Sleep Better with These Time-Tested Tips


Harvey Norman is hosting a 4 Day Mattress Sale this weekend with massive discounts on all of our mattress brands, sizes and types, and we’re publishing a few blogs in the meantime on the topic of mattresses, pillows and sleep to help you work out what to look for in your new mattress.

In this entry, we’re reviewing some of the best time-tested tips for getting a better night’s sleep.

For instance, did you know that sticking to a sleep schedule (going to bed and getting up at the same time each day, even on weekends) will greatly improve the quality of your sleep?

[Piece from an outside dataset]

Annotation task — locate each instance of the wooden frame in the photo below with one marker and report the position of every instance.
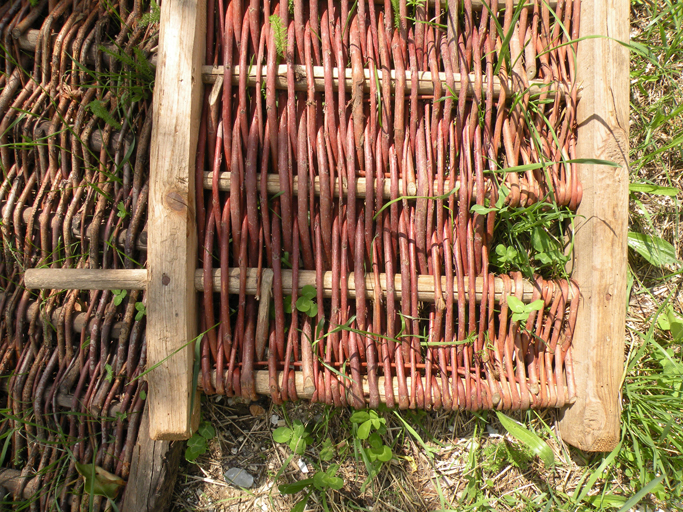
(592, 423)
(172, 244)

Sticking to a sleep schedule helps regulate your body’s clock ensuring you fall asleep and wake up at the same time day in, day out.

Similarly, it’s recommended that you avoid using electronic devices such as smartphones and tablets and refrain from watching television for at least an hour before you go to bed, as your brain secretes less melatonin (a naturally occurring hormone that makes you sleepy) when it’s light i.e. bright screens keep you more alert for longer!

During the day, it’s advisable to avoid napping as this can interfere with your sleep schedule and make it harder to fall asleep at night.

Instead you should aim to exercise daily as even 10 minutes of walking a day can have a positive impact on the quality of your sleep.

Caffeine, nicotine and alcohol are three things you should try to cut down on if you’re having trouble sleeping at night in addition to sugary snacks and drinks.

Avoid eating large meals and drinking too many liquids in the evening and instead opt for water and small portions of healthy food like yogurt, whole-grain cereal or fruit.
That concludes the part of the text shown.